Context. Very long baseline interferometry (VLBI) observations at 86GHz (wavelength, λ=3mm) reach a resolution of about 50 µas, probing the collimation and acceleration regions of relativistic outflows in active galactic nuclei (AGN). The physical conditions in these regions can be studied by performing 86GHz VLBI surveys of representative samples of compact extragalactic radio sources.
Aims. To extend the statistical studies of compact extragalactic jets, a large global 86GHz VLBI survey of 162 compact radio sources was conducted in 2010-2011 using the Global Millimeter VLBI Array (GMVA).
Methods. The survey observations were made in a snapshot mode, with up to five scans per target spread over a range of hour angles in order to optimize the visibility coverage. The survey data attained a typical baseline sensitivity of 0.1Jy and a typical image sensitivity of 5mJy/beam, providing successful detections and images for all of the survey targets. For 138 objects, the survey provides the first ever VLBI images made at 86GHz. Gaussian model fitting of the visibility data was applied to represent the structure of the observed sources and to estimate the flux densities and sizes of distinct emitting regions (components) in their jets. These estimates were used for calculating the brightness temperature (T_b) at the jet base (core) and in one or more moving regions (jet components) downstream from the core. These model-fit-based estimates of T_b were compared to the estimates of brightness temperature limits made directly from the visibility data, demonstrating a good agreement between the two methods.

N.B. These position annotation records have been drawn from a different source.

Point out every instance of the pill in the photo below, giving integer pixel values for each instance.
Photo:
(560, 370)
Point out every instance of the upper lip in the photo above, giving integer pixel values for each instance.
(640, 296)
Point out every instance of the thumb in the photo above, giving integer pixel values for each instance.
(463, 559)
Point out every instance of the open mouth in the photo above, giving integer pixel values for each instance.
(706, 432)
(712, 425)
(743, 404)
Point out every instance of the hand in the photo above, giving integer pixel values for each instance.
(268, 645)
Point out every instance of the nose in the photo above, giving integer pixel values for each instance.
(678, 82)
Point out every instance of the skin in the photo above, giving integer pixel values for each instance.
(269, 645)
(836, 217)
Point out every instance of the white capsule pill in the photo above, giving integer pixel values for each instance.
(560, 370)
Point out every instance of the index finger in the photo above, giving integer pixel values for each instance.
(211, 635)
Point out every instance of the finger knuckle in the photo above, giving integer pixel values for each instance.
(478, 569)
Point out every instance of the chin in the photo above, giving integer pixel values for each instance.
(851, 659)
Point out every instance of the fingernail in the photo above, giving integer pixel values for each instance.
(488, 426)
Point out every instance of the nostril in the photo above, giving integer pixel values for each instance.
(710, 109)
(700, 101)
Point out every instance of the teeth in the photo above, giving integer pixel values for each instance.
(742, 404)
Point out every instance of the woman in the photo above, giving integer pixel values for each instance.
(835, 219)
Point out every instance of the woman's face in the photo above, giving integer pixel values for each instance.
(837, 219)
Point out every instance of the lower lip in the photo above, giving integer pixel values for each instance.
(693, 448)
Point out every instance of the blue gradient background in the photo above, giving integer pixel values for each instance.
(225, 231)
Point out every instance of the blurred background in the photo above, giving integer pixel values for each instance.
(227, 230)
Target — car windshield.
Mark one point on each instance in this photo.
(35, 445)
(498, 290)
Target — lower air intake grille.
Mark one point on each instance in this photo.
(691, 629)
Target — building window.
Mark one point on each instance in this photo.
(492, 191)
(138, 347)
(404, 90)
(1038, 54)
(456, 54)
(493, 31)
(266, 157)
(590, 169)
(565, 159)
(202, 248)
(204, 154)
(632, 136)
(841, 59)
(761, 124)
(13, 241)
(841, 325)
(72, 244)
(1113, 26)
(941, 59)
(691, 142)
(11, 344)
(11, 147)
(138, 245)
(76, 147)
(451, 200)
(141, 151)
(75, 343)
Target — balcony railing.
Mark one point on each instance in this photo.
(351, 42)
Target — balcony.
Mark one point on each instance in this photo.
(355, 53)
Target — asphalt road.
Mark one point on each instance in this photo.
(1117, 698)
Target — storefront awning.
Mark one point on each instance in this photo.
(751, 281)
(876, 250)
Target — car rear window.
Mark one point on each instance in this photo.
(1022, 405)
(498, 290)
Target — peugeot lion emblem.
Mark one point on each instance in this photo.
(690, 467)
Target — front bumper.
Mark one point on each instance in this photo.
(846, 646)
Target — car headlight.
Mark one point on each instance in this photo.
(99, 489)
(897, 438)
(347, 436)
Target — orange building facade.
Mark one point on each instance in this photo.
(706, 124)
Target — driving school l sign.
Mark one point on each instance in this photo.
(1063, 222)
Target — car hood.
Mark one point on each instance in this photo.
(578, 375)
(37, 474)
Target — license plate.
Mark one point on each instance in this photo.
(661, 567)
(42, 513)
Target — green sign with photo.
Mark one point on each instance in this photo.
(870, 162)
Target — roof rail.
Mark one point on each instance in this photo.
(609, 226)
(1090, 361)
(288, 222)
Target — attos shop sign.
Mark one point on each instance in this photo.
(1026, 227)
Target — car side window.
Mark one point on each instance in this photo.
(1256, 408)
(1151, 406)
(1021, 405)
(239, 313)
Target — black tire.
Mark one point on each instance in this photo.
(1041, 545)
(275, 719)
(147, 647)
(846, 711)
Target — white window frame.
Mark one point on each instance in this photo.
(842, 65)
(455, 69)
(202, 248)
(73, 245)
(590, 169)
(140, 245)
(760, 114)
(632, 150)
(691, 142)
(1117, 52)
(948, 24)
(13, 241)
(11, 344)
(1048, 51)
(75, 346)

Results. The apparent brightness temperature estimates for the jet cores in our sample range from 2.5x10⁹K to 1.3x10¹²K, with the mean value of 1.8x10¹¹K. The apparent brightness temperature estimates for the inner jet components in our sample range from 7.0x10⁷K to 4.0x10¹¹K. A simple population model with a single intrinsic value of brightness temperature, T₀, is applied to reproduce the observed distribution. It yields T₀=(3.77_–0.14^+0.10)x10¹¹K for the jet cores, implying that the inverse Compton losses dominate the emission. In the nearest jet components, T₀=(1.42_–0.19^+0.16)x10¹¹K is found, which is slightly higher than the equipartition limit of ∼5x10¹⁰K expected for these jet regions. For objects with sufficient structural detail detected, the adiabatic energy losses are shown to dominate the observed changes of brightness temperature along the jet.